The results can optionally be saved in a comma-separated value file for later processing, although the reshape_faf_data function returns a data frame that you can then save in whatever format or file system you want. I typically save the resulting data frame in R binary format in order to keep from having to recreate it often, but you could load this package and use that function to download the data from the FAF website every time you use it. The code to do might look like this:
faf_source <- "http://www.rita.dot.gov/bts/sites/rita.dot.gov.bts/files/AdditionalAttachmentFiles/FAF4.2_data.zip"
faf <- reshape_faf_data(faf_source)
In this case the function will use the inter-regional distances provided with the package, process data for the entire country, and simply return the data frame with the resulting values. It can take a long time to convert the entire data set. A more ambitious use might involve defining a set of FAF regions that define a specific area to use modeled or analyzed. A distinction is made between the internal area and its optional halo:
- The internal regions are those that you want to compile data for or limit analyses to. Another way to think of it is the subset of FAF regions that you want to consider flows originating or terminating in (or both). For example, a statewide model of Oregon might include FAF regions 411, 419, and 532, corresponding to the Portland MSA, remainder of Oregon, and Washington portion of the Portland MSA, respectively. Any FAF record that has domestic origin or destination, or both, within the internal regions will be retained.

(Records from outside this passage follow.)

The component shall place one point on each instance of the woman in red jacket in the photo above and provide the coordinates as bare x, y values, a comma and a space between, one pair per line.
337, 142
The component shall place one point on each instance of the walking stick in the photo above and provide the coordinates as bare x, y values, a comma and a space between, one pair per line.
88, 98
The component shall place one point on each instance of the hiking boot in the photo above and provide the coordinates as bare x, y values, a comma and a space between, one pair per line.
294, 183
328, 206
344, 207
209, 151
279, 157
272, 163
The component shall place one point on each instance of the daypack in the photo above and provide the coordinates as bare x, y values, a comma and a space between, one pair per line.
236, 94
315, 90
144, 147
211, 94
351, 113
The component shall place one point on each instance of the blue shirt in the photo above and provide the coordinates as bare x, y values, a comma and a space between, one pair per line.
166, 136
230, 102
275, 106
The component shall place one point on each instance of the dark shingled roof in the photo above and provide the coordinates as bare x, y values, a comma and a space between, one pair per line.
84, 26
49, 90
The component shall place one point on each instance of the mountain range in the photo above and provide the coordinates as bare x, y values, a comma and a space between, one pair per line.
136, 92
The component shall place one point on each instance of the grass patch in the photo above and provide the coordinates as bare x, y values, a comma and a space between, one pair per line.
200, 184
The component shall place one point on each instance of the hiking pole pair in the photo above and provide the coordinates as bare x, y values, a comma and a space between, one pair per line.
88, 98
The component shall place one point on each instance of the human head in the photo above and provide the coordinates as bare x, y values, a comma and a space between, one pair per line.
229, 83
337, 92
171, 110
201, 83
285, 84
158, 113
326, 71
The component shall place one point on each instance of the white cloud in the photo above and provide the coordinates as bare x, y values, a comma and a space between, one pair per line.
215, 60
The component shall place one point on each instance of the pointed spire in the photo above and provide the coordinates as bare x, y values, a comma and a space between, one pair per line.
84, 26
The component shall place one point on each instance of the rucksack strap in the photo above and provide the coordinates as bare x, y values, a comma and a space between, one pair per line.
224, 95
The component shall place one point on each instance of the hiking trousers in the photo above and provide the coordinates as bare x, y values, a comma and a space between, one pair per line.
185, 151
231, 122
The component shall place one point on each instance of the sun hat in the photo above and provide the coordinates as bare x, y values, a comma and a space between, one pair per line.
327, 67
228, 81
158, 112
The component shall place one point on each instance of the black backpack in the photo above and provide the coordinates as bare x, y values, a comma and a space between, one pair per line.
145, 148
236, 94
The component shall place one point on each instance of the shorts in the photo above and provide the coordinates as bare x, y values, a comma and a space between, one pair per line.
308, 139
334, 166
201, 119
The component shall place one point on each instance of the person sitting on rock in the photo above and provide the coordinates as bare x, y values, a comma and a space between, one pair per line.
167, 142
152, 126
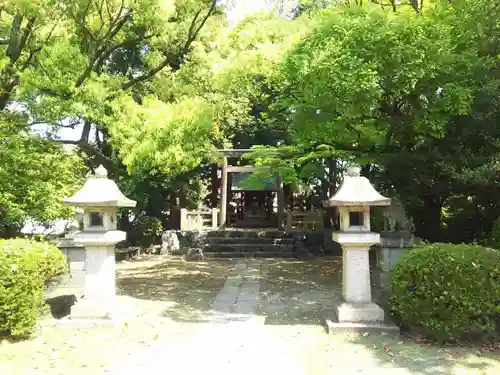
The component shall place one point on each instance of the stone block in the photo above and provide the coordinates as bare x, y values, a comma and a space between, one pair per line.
359, 312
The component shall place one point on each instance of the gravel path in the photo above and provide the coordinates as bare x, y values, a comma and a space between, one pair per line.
243, 317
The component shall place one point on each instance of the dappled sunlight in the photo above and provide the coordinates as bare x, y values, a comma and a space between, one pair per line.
300, 292
186, 289
422, 358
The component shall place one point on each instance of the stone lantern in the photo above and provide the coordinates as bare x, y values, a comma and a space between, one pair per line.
353, 199
99, 198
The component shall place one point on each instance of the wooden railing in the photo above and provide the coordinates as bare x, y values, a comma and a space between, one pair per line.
199, 219
304, 220
208, 219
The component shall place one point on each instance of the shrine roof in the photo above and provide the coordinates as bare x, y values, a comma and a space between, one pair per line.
356, 190
234, 151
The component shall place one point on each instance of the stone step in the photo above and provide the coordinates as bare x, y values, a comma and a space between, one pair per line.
251, 234
232, 254
250, 240
248, 247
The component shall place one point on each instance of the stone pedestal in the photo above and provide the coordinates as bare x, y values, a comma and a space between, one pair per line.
356, 286
100, 276
393, 245
357, 312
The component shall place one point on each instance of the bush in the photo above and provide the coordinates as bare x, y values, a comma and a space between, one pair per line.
448, 292
25, 268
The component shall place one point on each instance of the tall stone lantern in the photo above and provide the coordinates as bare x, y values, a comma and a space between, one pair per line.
353, 199
99, 198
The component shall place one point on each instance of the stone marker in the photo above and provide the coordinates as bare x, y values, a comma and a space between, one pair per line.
99, 197
353, 199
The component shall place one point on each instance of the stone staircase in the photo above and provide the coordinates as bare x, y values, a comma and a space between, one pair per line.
241, 243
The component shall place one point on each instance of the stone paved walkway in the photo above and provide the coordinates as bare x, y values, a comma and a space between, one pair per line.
233, 339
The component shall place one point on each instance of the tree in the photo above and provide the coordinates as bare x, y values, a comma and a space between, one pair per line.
35, 174
394, 90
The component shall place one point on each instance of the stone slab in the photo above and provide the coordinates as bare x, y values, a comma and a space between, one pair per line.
333, 327
359, 313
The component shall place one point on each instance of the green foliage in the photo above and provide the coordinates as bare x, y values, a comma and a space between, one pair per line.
448, 291
25, 268
35, 176
147, 229
494, 238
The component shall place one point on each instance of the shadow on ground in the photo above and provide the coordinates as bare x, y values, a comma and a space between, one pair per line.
427, 359
300, 291
187, 288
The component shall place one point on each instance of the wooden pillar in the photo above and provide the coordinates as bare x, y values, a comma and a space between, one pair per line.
223, 194
281, 200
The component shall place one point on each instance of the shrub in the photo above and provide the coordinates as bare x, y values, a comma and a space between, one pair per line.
25, 267
448, 292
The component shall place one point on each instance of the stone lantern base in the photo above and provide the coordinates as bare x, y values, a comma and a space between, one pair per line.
348, 312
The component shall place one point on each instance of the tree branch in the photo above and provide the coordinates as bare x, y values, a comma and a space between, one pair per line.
193, 32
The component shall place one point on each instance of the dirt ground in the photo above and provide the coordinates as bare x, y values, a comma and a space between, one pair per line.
167, 298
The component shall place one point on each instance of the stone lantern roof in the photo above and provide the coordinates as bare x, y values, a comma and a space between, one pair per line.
356, 191
100, 191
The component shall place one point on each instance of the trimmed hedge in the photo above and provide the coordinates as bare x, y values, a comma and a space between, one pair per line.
25, 268
448, 292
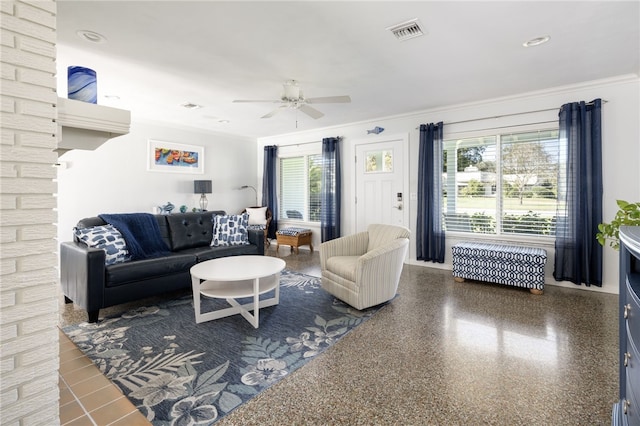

- The halo regions are those which might contribute through trips within the internal regions. Flows between California and Washington, for example, would likely pass through Oregon, so would be included in the halo. Any record that has both origin and destination in the list of halo zones are retained. Note that those between the halo and internal zone have already been included in the internal zones. Flows between the halo zones and the rest of the country, as well as flows wholly within a single halo zone, will be removed from the data, for they cannot pass through the internal regions.
Both of these definitions are optional. If the internal regions are not defined then the halo regions are superfluous. In that case the entire FAF database (i.e., the entire country) is processed. If the internal regions are specified then the definition of halo regions is optional. They can safely be defined for areas along the coast, but probably not for most states. Flows through Texas, for example, come from all over the nation. If you coded the example shown above it might look something like this:
original_data <- "FAF4.2.csv" # Stored locally to speed up processing
oregon <- modfafr::reshape_faf_data(original_data, internal_faf_regions = c(411, 419, 532),
halo_faf_regions = c(61:69, 513, 519))
The code in this package has been tested with FAF Versions 3.5 and 4.2 flow databases under R 3.3.2 running on macOS Sierra. It has also been successfully tested on a workstation running the same version of R under Windows Server 2016. Please create a new issue if you find problems or compatibility issues.